By Maximilian Clarke
Turning the ‘golden public sector pensions’ argument on its head, the Trades Union Congress have today criticised private sector pensions as ‘unfair’ in a bid to drum up support for the impending strikes.
Critics of public sector pensions say that public sector pension provision should be made more like that in the private sector. But the TUC report A Race to the Bottom, which analyses official pensions data, shows that in the private sector:
While private sector defined benefit pensions have been in steep decline, defined contribution (DC) provision has not filled the gap as critics claim, says the TUC. Since 1999 DC pension coverage has only increased by 2.5 per cent of workers, while DB coverage has fallen by 19.1 per cent of the workforce.
Private sector workers should be angry not at public sector workers but at their employers, and successive governments, who have allowed private sector pension coverage to decline so sharply, says the TUC.
In particular the two in three private sector workers with no pension should be livid that they see none of the nearly £30 billion spent on tax relief on pensions each year, two thirds of which goes to the less than one in four taxpayers who earn enough to pay higher rates of income tax.
The report also says that millions of private sector pensioners and scheme members will be hit by the government's switch to using the lower CPI inflation measure for pensions indexation in order to save money on public sector pensions.
“The current pensions debate is all about divide and rule,” said the union’s general secretary, Brenden Barber. “Employers have been cutting private sector pensions for years, while usually hanging on to their boardroom specials.
“Pensions in the private sector are deeply unfair, and making public sector pensions more like private sector provision has nothing to do with fairness.

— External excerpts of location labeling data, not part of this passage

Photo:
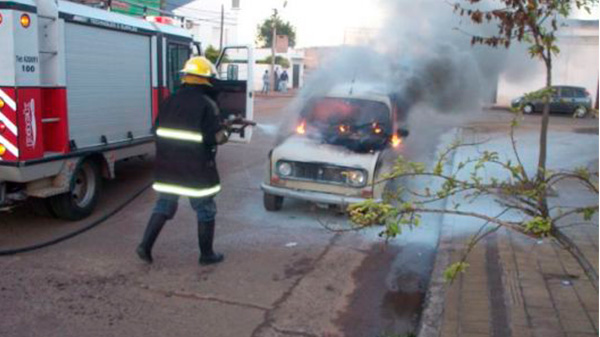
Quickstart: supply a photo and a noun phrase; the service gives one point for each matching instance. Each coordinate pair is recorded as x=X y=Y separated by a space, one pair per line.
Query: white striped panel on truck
x=9 y=139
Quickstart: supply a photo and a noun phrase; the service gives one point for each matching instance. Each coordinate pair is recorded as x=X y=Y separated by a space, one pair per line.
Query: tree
x=529 y=21
x=212 y=54
x=265 y=32
x=536 y=23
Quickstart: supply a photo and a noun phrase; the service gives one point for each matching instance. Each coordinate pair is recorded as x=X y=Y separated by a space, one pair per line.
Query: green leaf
x=539 y=226
x=454 y=269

It is just part of a long campaign by those on the small-state right to cut public services.
“A typical nurse is being asked to pay an extra £1,000 a year and work longer to get a smaller pension. None of this will help a single private sector worker get a better pension.

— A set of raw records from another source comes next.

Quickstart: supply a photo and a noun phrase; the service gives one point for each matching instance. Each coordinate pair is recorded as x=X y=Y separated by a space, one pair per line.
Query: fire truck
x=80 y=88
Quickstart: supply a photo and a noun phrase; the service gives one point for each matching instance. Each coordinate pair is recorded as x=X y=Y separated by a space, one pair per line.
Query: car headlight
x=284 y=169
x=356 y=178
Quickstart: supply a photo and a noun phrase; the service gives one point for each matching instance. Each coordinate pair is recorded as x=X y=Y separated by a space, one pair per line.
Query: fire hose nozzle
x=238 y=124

"Private sector workers without a pension should not direct their anger at public sector workers, but should be livid at the extraordinary costs of providing pensions' tax relief, with two-thirds of the £30 billion bill going to higher rate taxpayers.
"Millions of workers with private sector pensions are already being hit by the attack on public sector schemes as their pensions are now being uprated by the lower CPI inflation measure."